Scientists beam entangled particles between drones paving way for quantum internet, media says
Sputnik news agency and radio 15:26 GMT 16.01.2021
The head of the team that performed the experiment is hopeful that similar quantum connections can be created at distances of over 300 km, via drones operating at high altitude. The quantum internet is a theoretical system of interconnected quantum computers that uses quantum signals to send information rather than radio waves.
A team of scientists from China's Nanjing University has made a quantum internet breakthrough by successfully sending entangled photons between a pair of drones hovering 1 km apart from each other, New Scientist reports.
As the media outlet points out, while previous experiments have already confirmed that entangled photons can be transported "more than 1000 km in tests between a satellite and ground stations," the feat achieved by the team led by Zhenda Xie shows that such links can also be created "over shorter distances with relatively inexpensive hardware."

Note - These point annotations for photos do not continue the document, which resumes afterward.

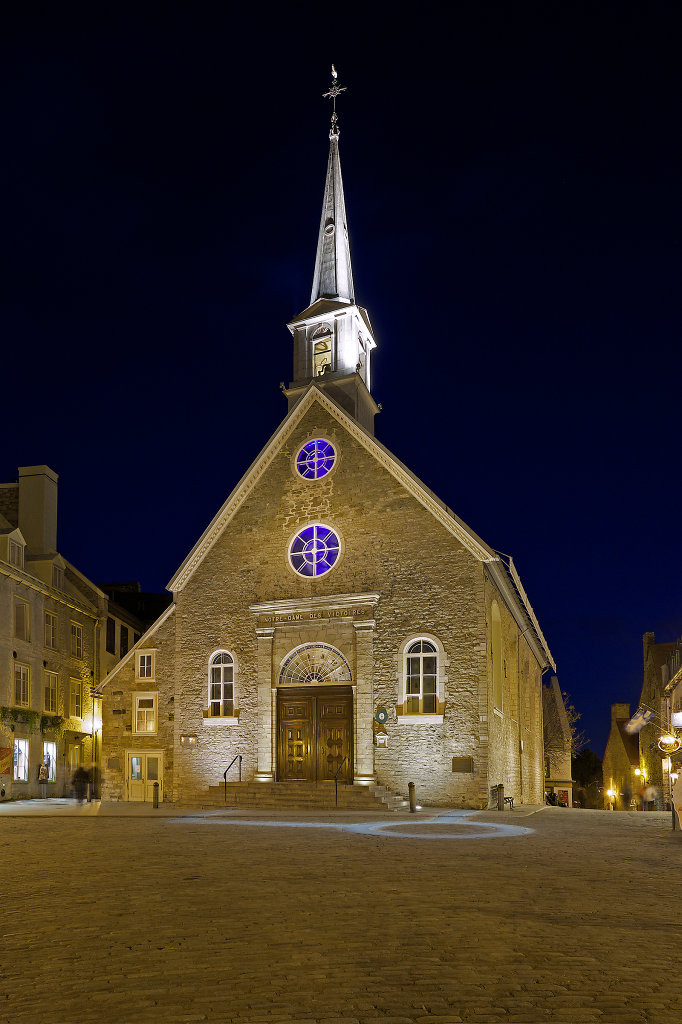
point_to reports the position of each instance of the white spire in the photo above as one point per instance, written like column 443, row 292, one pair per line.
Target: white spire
column 333, row 276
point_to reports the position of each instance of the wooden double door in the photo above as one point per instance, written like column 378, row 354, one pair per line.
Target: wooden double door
column 314, row 734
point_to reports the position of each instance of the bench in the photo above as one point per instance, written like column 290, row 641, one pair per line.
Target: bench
column 508, row 801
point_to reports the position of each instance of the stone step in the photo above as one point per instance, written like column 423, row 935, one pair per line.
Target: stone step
column 304, row 796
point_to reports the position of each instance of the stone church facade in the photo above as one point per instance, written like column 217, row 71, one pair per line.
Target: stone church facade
column 336, row 619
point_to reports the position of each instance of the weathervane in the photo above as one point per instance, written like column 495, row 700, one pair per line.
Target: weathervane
column 334, row 90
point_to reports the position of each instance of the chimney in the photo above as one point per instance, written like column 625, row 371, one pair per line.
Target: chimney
column 37, row 513
column 619, row 712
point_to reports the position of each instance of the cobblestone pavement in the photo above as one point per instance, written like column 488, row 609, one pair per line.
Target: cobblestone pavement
column 141, row 919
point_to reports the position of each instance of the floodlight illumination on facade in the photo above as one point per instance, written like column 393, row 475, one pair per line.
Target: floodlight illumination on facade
column 669, row 743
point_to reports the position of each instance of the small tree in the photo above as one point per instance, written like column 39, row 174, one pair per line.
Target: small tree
column 560, row 732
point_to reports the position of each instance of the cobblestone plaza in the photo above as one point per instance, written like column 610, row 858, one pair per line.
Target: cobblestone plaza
column 120, row 915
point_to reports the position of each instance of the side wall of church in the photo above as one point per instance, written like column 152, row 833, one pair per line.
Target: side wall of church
column 118, row 714
column 516, row 753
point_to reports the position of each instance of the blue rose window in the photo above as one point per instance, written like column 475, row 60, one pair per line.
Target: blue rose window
column 315, row 459
column 314, row 551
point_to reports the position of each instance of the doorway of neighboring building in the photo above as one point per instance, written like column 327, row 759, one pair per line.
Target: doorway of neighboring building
column 314, row 734
column 143, row 768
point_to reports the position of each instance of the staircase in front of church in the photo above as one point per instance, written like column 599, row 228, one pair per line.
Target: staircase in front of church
column 304, row 797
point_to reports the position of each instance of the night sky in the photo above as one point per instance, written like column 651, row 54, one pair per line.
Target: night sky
column 512, row 185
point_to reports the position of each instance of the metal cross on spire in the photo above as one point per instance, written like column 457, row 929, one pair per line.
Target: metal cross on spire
column 334, row 91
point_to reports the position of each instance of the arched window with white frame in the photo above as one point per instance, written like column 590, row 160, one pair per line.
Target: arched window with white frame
column 496, row 656
column 222, row 698
column 323, row 354
column 422, row 681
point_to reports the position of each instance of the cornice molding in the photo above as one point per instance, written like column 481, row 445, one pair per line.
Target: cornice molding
column 333, row 601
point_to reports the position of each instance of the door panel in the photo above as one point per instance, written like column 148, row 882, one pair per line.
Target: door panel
column 142, row 770
column 314, row 735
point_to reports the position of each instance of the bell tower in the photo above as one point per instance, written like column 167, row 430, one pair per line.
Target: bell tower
column 333, row 337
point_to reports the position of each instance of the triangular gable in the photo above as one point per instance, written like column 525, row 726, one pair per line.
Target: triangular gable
column 412, row 483
column 145, row 636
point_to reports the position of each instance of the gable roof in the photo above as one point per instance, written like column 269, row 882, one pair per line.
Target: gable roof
column 137, row 646
column 504, row 576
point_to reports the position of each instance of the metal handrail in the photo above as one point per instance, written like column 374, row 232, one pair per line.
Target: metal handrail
column 336, row 779
column 238, row 757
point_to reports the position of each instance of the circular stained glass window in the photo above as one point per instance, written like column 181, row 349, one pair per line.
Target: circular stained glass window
column 315, row 460
column 313, row 551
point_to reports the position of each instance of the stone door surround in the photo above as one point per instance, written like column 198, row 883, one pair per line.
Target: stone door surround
column 337, row 617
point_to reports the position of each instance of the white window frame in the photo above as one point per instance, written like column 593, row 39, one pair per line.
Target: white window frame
column 323, row 333
column 405, row 718
column 222, row 683
column 23, row 677
column 26, row 612
column 15, row 554
column 145, row 695
column 49, row 752
column 50, row 685
column 20, row 753
column 76, row 640
column 497, row 659
column 145, row 665
column 50, row 630
column 75, row 687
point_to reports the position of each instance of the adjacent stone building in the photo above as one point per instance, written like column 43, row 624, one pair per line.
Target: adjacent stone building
column 558, row 745
column 650, row 764
column 59, row 635
column 336, row 620
column 621, row 767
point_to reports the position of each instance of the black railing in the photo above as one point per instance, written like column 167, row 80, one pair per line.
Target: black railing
column 336, row 779
column 238, row 757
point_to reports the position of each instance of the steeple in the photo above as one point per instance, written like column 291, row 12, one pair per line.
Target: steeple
column 333, row 276
column 333, row 338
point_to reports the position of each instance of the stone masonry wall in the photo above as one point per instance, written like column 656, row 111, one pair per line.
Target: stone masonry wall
column 519, row 722
column 117, row 706
column 391, row 546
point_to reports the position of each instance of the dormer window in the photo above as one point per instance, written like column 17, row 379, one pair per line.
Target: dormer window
column 16, row 554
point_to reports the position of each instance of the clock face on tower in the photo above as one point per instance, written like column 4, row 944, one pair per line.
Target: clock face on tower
column 315, row 459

During the experiment in question, a pair of entangled photons was produced by "splitting a single photon with a crystal" with a laser installed on one of the drones.
While one of the photons was sent to a ground station, the other was relayed to the second drone, "with the particles being focused and steered through the relay drone by a short piece of fibre-optic cable." The state of both photons was monitored by the ground station, ensuring that both particles remained entangled.
Commenting on this development, Siddarth Joshi from the University of Bristol remarked that this could be an important step towards the creation of the quantum internet, and that drones could play a prominent role in its realisation.
"You’re driving around in your car and you want to maintain secure quantum communications, so you have these drones flying around behind you," he said.
Meanwhile, Xie is hopeful that "connections of over 300 km can be achieved by more advanced drones at high altitude," where they won't be hampered by weather and pollution, and that "smaller, more cost-effective drones could be produced for local connections," the media outlet adds.